O DeepSeek demonstrou que é possível obter bons resultados com "milhares" de conjuntos de dados de perguntas e respostas. Por exemplo, o engenheiro da IBM Chris Hay mostrou como criou um pequeno modelo utilizando os seus próprios conjuntos de dados específicos de matemática e obteve respostas extremamente rápidas que excederam o desempenho do modelo o1 da OpenAI nas mesmas tarefas.
As empresas que pretendam treinar um modelo com um maior alinhamento com preferências específicas - por exemplo, tornar um chatbot de apoio ao cliente empático mas conciso - vão querer implementar técnicas de aprendizagem por reforço (RL). Esta abordagem é particularmente útil se uma empresa quiser que o seu chatbot adapte o seu tom e as suas recomendações com base no feedback do utilizador.
Para a maioria das empresas, a Geração Aumentada por Recuperação (RAG) é a via mais simples e mais segura. Trata-se de um processo relativamente simples que permite às organizações ancorar os seus modelos com dados proprietários contidos nas suas bases de dados, garantindo que os resultados são exactos e específicos do domínio.
Esta abordagem também ajuda a contrariar alguns dos problemas de alucinação associados a modelos como o DeepSeek, que atualmente alucinam em 14% dos casos, em comparação com 8% para o modelo o3 da OpenAI, de acordo com um estudo realizado pela Vectara.
A combinação de destilação de modelos e RAG é onde reside a magia para a maioria das empresas, tendo-se tornado incrivelmente fácil de implementar, mesmo para aqueles com competências limitadas em ciência de dados ou programação.

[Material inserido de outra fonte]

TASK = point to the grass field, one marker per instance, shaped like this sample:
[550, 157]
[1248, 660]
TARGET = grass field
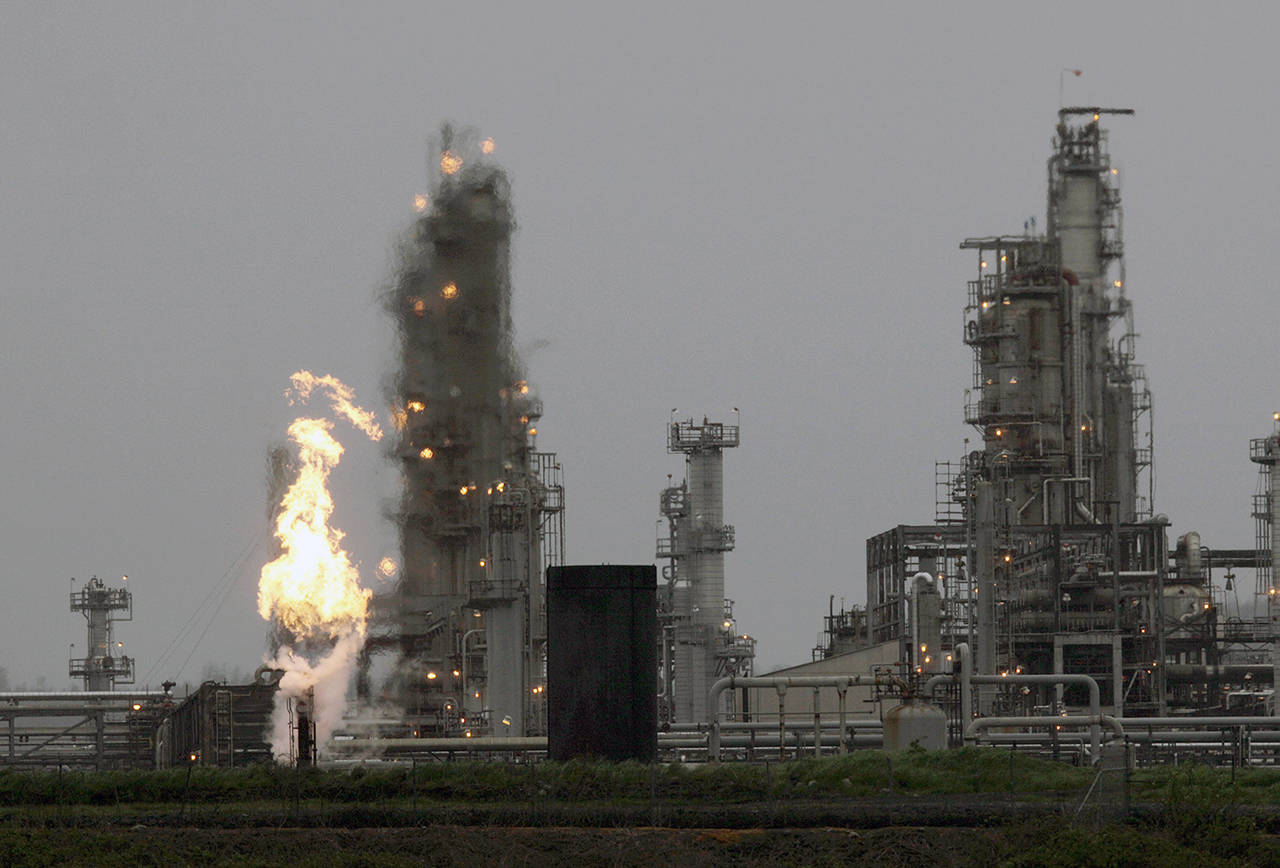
[974, 807]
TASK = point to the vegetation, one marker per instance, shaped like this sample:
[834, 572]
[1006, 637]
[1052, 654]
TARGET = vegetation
[865, 772]
[982, 807]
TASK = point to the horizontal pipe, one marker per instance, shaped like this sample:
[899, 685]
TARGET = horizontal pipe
[428, 745]
[1045, 720]
[679, 740]
[1258, 722]
[772, 725]
[82, 695]
[781, 683]
[1230, 672]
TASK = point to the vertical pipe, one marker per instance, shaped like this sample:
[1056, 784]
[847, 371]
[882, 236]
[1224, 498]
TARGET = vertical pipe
[963, 653]
[817, 723]
[1274, 471]
[844, 721]
[782, 721]
[986, 580]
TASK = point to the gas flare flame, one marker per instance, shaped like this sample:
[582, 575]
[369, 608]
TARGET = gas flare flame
[312, 589]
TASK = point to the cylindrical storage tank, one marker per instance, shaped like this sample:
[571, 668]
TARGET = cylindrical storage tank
[602, 662]
[915, 723]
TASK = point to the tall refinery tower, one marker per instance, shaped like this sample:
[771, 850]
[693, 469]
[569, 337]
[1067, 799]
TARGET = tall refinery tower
[698, 639]
[1046, 551]
[481, 512]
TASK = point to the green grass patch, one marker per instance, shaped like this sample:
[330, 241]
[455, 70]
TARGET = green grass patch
[864, 772]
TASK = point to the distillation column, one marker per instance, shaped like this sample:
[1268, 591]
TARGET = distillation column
[1265, 452]
[466, 615]
[103, 666]
[699, 547]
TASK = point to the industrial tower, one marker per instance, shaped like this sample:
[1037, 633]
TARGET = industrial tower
[481, 512]
[698, 638]
[104, 665]
[1045, 548]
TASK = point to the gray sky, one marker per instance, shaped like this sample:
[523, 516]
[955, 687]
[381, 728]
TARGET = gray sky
[717, 208]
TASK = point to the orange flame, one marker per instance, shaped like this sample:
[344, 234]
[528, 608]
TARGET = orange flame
[341, 397]
[312, 589]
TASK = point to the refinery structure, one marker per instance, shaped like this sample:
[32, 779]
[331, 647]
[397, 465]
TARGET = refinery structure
[481, 514]
[1047, 599]
[698, 635]
[1046, 556]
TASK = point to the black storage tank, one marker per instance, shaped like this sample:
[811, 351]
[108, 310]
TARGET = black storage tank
[602, 662]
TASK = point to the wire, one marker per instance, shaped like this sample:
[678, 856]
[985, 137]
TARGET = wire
[224, 583]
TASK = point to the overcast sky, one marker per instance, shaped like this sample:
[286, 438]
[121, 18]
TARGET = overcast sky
[718, 208]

Uma IA eficaz não se mede apenas em termos de precisão bruta, mas requer um quadro de avaliação abrangente que tenha em conta:
O impacto mais imediato do lançamento do DeepSeek é a sua agressiva redução de preços. O setor de tecnologia esperava que os custos caíssem com o tempo, mas poucos previram a rapidez com que isso aconteceria. O DeepSeek demonstrou que modelos poderosos e abertos podem ser baratos e eficientes, criando oportunidades para uma experimentação generalizada e uma implementação económica.
Amr Awadallah, CEO da Vectara, sublinhou este ponto, observando que o verdadeiro ponto de viragem não é apenas o custo da formação, mas o custo da inferência, que para o DeepSeek é cerca de 1/30 do custo dos modelos o1 ou o3 da OpenAI por inferência e por token. "As margens que a OpenAI, a Anthropic e a Google Gemini conseguiram captar terão agora de ser reduzidas em pelo menos 90%, porque não podem manter-se competitivas com preços tão elevados", afirmou Awadallah.
Para além disso, estes custos continuarão a diminuir. O Diretor Executivo da Anthropic, Dario Amodei, declarou recentemente que o custo de desenvolvimento de modelos continua a diminuir a um ritmo de cerca de quatro vezes por ano. Consequentemente, a taxa que os fornecedores de LLM cobram pela sua utilização também continuará a diminuir.
"Espero que o custo chegue a zero", disse Ashok Srivastava, CDO da Intuit, uma empresa que tem impulsionado fortemente a IA nas suas ofertas de software fiscal e contabilístico, como o TurboTax e o Quickbooks. "E a latência chegará a zero. Eles simplesmente se tornarão recursos básicos que podemos usar.
O DeepSeek e o Deep Research da OpenAI são mais do que apenas novas ferramentas no arsenal da IA - são sinais de uma mudança profunda em que as empresas irão implementar massas de modelos criados especificamente para o efeito, que são extremamente rentáveis, competentes e enraizados nos dados e na abordagem da própria empresa.
Para as empresas, a mensagem é clara: as ferramentas para criar aplicações de IA poderosas e específicas de um domínio estão à mão. Se não tirar partido dessas ferramentas, corre o risco de ficar para trás. Mas o verdadeiro sucesso virá da forma como se selecionam os dados, se exploram técnicas como o RAG e a destilação e se inova para além da fase de pré-treino.
Como Packer, da AmEx, afirmou: as empresas que gerem corretamente os seus dados serão as que liderarão a próxima vaga de inovação em IA.